Hiding the topic in an "informational" note in the ACP document seems 
VERY wrong.

Also note that in your discussion below, you talk about the equivalence 
of admin down and physical down.  Most management models I know of treat 
these as quite distinct.  SO that is at best a red herring.

(text retained for context of further discussions.)

I strongly believe that the most easy way to operationalize the ACP and
achieve its goals is what we have written.

The historic equivalence of "down" = "admin down" = "physical down" is one of
the the most fundamental problem of remote management in networks.

We really need to start thinking of separate layers of (remote) management.
Network services on one hand and physical infra on the other.

The first thing to do this is to separate operations such as "down"
into "admin down" that affects networks services and "phy down" that
affects the physcial infra.

If you have existing commands like "shutdown" that today do both,
the safe mapping is to let them do the safe thing in the future, e.g:
only "admin down", and introduce new commands for the phy operations,
e.g.: "phy shutdown" or the like.
And then protect those dangerous commands even further against unintentional or
intentional misuse.

Think of ACP/ANI also as a seamless inband version of a DCN. As an operator
of the actual data network, you also didn't have any access to bring down the DCN
and cut yourself off from the network you manage.

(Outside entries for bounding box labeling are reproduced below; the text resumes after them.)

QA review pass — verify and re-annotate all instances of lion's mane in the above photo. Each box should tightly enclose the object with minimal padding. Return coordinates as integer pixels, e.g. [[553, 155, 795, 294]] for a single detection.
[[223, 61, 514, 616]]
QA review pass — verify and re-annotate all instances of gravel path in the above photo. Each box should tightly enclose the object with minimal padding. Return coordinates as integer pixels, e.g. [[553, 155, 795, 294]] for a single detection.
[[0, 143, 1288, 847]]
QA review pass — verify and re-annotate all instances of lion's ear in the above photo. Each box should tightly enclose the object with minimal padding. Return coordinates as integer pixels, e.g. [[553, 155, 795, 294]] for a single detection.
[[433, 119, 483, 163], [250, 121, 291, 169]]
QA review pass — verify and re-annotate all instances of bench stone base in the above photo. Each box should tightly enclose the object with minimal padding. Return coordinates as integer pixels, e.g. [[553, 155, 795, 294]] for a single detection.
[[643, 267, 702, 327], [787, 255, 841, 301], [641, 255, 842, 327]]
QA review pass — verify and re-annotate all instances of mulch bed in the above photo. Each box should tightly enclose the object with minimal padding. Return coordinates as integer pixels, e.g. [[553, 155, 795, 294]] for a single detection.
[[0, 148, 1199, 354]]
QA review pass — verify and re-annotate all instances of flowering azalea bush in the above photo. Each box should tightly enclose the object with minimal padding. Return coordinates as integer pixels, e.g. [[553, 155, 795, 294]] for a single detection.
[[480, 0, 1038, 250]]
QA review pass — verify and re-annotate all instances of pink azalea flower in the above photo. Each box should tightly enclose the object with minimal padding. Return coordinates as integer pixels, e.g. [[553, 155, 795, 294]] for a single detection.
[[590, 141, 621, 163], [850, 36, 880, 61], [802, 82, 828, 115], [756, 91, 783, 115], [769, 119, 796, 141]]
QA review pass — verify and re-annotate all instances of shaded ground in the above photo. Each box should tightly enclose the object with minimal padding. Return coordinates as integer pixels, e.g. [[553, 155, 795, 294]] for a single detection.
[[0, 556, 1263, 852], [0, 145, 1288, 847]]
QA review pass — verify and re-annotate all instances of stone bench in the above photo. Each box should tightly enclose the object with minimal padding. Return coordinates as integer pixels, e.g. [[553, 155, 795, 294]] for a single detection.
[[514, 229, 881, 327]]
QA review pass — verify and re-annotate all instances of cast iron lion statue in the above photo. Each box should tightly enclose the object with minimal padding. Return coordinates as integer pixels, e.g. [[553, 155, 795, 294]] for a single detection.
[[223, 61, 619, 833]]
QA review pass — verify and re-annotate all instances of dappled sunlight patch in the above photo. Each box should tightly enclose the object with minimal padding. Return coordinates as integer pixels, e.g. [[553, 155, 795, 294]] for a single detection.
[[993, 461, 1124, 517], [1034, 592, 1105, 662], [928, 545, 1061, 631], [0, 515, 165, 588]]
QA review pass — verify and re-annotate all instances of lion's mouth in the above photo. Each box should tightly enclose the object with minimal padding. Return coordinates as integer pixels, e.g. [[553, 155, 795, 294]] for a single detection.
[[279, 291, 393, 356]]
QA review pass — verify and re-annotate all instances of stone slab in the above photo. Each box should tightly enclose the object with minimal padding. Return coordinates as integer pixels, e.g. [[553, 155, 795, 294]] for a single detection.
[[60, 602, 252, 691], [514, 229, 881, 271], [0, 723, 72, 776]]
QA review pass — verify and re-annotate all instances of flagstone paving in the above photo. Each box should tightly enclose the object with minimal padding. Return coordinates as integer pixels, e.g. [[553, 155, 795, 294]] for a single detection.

YOu could only screw
up that network you're meant to manage.

And if your network consists of VMs in a DC, a "shutdown" on their
interfaces will also not bring down physical interfaces necessary
to reach the VM.

In optical networks you often have an inband physcial ethernet management
channel. Making/breaking that one is completely different from making/breaking
your data-plane, aka: data fiber colors.

***    The notion in 10.3.6 that the device should refuse to disable
functionality when an authorized administrator directs such seems flatly wrong.

The authorization to break your own remote management connectivity
would be a property of the certificate. clearly whoever enrolled
the device with a certificate denying that capaility to the operator
did NOT authorize the administrator to break connectivity.

The security model change seems as problematic as the above 
configuration change.

Editorial / Nits:
..
     In the various formats in section 6.10, the lowest bit of the upper 64 bits
     is mandated to be 0.  Presumably, there is some reason for doing this.  It
     would be nice to explain it.

Sorry, not clear what you're referring to. Can you give me an
explicit reference ?

I should ahve removed this note.  It was a side-effect of the 
presentation and ordering, not a problem on its own.  Sorry.